Sierck, lundi 23 janvier 1792, 10h15 du matin.
Après le
repas dans la chambre du capitaine, si je ne vous dis bonjour qu'après le dîner,
bonne mère, c'est que j'ai eu ce matin des devoirs à remplir qui m'ont empêché
d'écrire plutôt.
Mais je n'ai pas attendu jusqu'à ce moment pour penser à
vous, car penser à vous est toujours la première chose que je fais en me
réveillant. Je me rappelle votre dernière lettre ; je la repasse dans ma
mémoire. Je me réjouis de vous écrire ; j'espère votre lettre suivante. Que je
serais heureux si je pouvais apercevoir, au travers le brouillard de l'avenir, l'époque où je pourrais aller revoir un instant de bonne famille !

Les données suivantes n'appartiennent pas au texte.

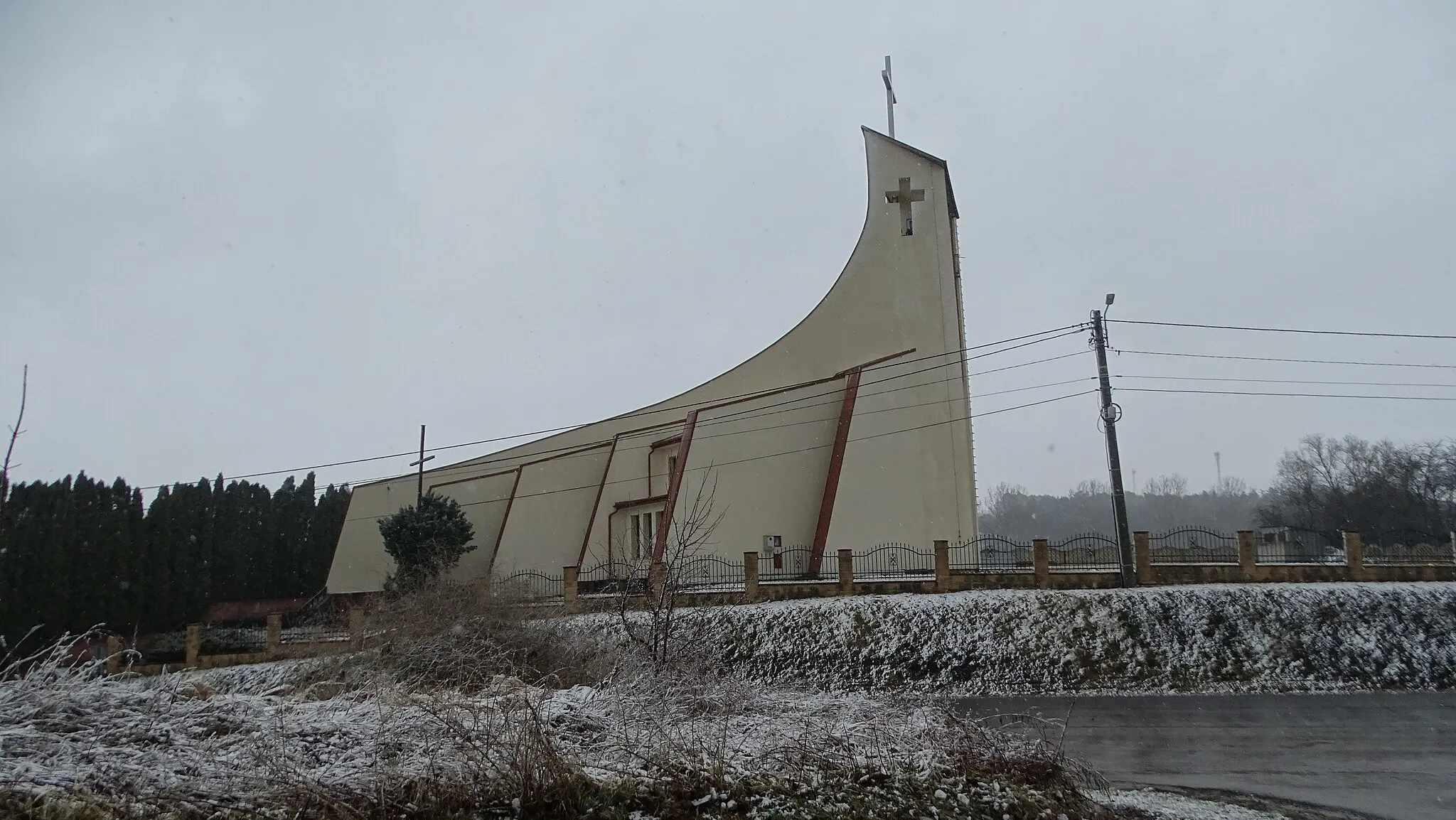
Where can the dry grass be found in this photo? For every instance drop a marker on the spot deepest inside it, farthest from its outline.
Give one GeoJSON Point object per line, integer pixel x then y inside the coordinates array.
{"type": "Point", "coordinates": [466, 711]}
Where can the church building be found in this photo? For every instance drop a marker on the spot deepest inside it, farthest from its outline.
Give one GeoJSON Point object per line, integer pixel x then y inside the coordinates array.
{"type": "Point", "coordinates": [850, 431]}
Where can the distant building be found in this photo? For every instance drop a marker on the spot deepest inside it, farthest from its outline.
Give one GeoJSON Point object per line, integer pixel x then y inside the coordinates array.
{"type": "Point", "coordinates": [850, 431]}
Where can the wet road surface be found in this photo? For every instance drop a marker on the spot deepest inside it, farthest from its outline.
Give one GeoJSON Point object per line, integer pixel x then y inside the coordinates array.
{"type": "Point", "coordinates": [1389, 755]}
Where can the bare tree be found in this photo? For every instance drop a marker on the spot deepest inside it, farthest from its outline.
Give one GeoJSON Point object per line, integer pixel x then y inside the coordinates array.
{"type": "Point", "coordinates": [15, 433]}
{"type": "Point", "coordinates": [663, 631]}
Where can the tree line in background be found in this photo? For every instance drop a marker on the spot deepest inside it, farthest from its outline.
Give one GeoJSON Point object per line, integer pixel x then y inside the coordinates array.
{"type": "Point", "coordinates": [1325, 484]}
{"type": "Point", "coordinates": [77, 552]}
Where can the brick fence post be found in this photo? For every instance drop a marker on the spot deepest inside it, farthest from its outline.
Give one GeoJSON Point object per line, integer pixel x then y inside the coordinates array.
{"type": "Point", "coordinates": [750, 576]}
{"type": "Point", "coordinates": [1143, 557]}
{"type": "Point", "coordinates": [1354, 557]}
{"type": "Point", "coordinates": [357, 628]}
{"type": "Point", "coordinates": [943, 566]}
{"type": "Point", "coordinates": [1248, 555]}
{"type": "Point", "coordinates": [194, 642]}
{"type": "Point", "coordinates": [568, 584]}
{"type": "Point", "coordinates": [657, 580]}
{"type": "Point", "coordinates": [112, 654]}
{"type": "Point", "coordinates": [274, 635]}
{"type": "Point", "coordinates": [846, 570]}
{"type": "Point", "coordinates": [1042, 563]}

Mais je commence à m'apercevoir que notre bon capitaine est un homme
terriblement sévère sur l'article des congés, même des plus petits, et toutes
les fois que j'y pense, cela me glace.
Portrait de Mme Durival, dite "mémère", mère adoptive de Joseph-Louis-Gabriel NOEL
N'achetez aucun bien, mémère, puisqu'ils
sont si chers. Les prix que vous me dites sont effrayants. Tant mieux pour la
patrie ; les biens nationaux, si cela dure, feront sûrement face a la dette.
Vous avez donc été toutes deux à Heillecourt tandis que
j'étais à Apach. Cela me fait plaisir. Promenez-vous souvent, mémère, vous
vous en porterez mieux. Vous trouverez bien des imperfections dans mes lettres et encore
m'en passez vous beaucoup. Mais il est vrai que je ne vous écris pas souvent
sans entendre du bruit. C'est toujours dans la chambre du bon capitaine. Le
sous-lieutenant y loge. Les sergents et beaucoup de volontaires reviennent sans
cesse. On parle, on chante, on joue, on se dispute autour de moi et bien que je
sois entièrement à vous en vous écrivant, le bruit gêne toujours un peu. Je
n'en suis pas fâché cependant ; il faut s'accoutumer à être seule au milieu d'une
foule et j'espère qu'un jour je vous écrirais sur le champ de bataille, non pas
pendant le combat, mais au milieu tumultes qui le suit ; car pendant le combat
il faut se battre et y aller bon jeu bon argent.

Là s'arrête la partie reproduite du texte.